11:21I speake as concernynge rebuke as though we had bene weake. How be it wherin soever eny man dare be bolde (I speake folisshly) I dare be bolde also
11:22They are Ebrues so am I: They are Israelites eve so am I. They are ye seede of Abraha even so am I.
11:23They are ye ministers of Christ (I speake as a fole) I am moare: In labours moare aboundat: In strypes above measure: In preson more plenteously: In deeth ofte.
11:24Of the Iewes five tymes receaved I every tyme .xl. strypes saue one.
11:25Thryse was I beten with roddes. I was once stoned. I suffered thryse shipwracke. Nyght and daye have I bene in the depe of the see.
11:26In iorneyinge often: In parels of waters: In parels of robbers: In ieoperdies of myne awne nacion: In ieoperdies amoge the hethen. I have bene in parels in cities in parels in wildernes in parels in the see in parels amonge falce brethren
11:27in laboure and travayle in watchynge often in honger in thirst in fastynges often in colde and in nakednes.

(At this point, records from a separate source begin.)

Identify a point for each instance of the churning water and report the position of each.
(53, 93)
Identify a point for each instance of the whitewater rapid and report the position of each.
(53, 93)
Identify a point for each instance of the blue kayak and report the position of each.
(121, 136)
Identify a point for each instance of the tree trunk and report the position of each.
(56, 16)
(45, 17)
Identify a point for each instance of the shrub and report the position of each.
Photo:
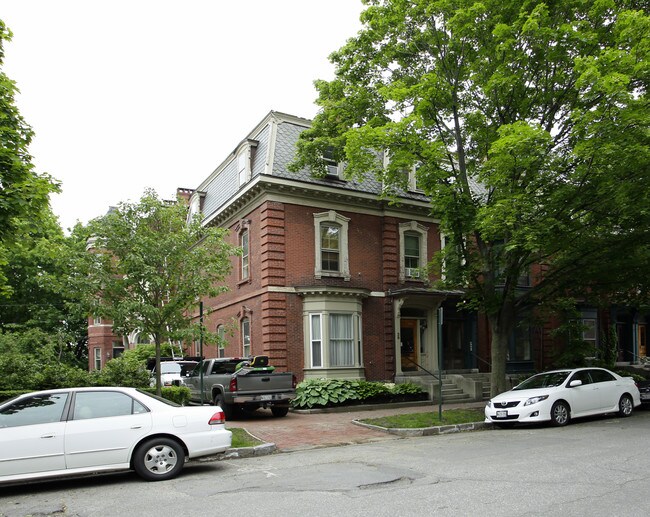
(335, 392)
(371, 389)
(407, 388)
(126, 370)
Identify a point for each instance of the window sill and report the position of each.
(241, 283)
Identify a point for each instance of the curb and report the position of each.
(243, 452)
(429, 431)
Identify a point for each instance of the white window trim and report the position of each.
(323, 306)
(312, 340)
(245, 261)
(412, 227)
(344, 261)
(243, 337)
(243, 157)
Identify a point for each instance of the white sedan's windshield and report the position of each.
(543, 380)
(170, 368)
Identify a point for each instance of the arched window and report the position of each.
(413, 250)
(244, 243)
(246, 337)
(331, 250)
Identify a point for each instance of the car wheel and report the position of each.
(625, 406)
(279, 411)
(560, 414)
(159, 459)
(227, 409)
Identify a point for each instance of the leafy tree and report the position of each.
(149, 267)
(23, 192)
(39, 294)
(527, 123)
(32, 359)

11:28And besyde the thynges which outwardly happe vnto me I am cobred dayly and do care for all congregacions.
11:29Who is sicke and I am not sicke? Who is hurte in the fayth and my hert burneth not?
11:30Yf I must nedes reioyce I will reioyce of myne infirmities.
11:31The God and father of oure lorde Iesus Christ which is blessed for evermore knoweth that I lye not
11:32In ye citie of Damascon the governer of ye people vnder kynge Aretas layde watche in ye citie of the Damasces and wolde have caught me
11:33and at a wyndowe was I let doune in a basket thorowe the wall and so scaped his hondes.
Tyndale Bible 1534

William Tyndale Bible 1534

William Tyndale was the first man to ever print the New Testament in the English language. Tyndale also went on to be the first to translate much of the Old Testament from the original Hebrew into English, but he was executed in 1536 for the "crime" of printing the scriptures in English before he could personally complete the printing of an entire Bible. His friends Myles Coverdale, and John [Thomas Matthew] Rogers, managed to evade arrest and publish entire Bibles in the English language for the first time, and within one year of Tyndale's death. These Bibles were primarily the work of William Tyndale.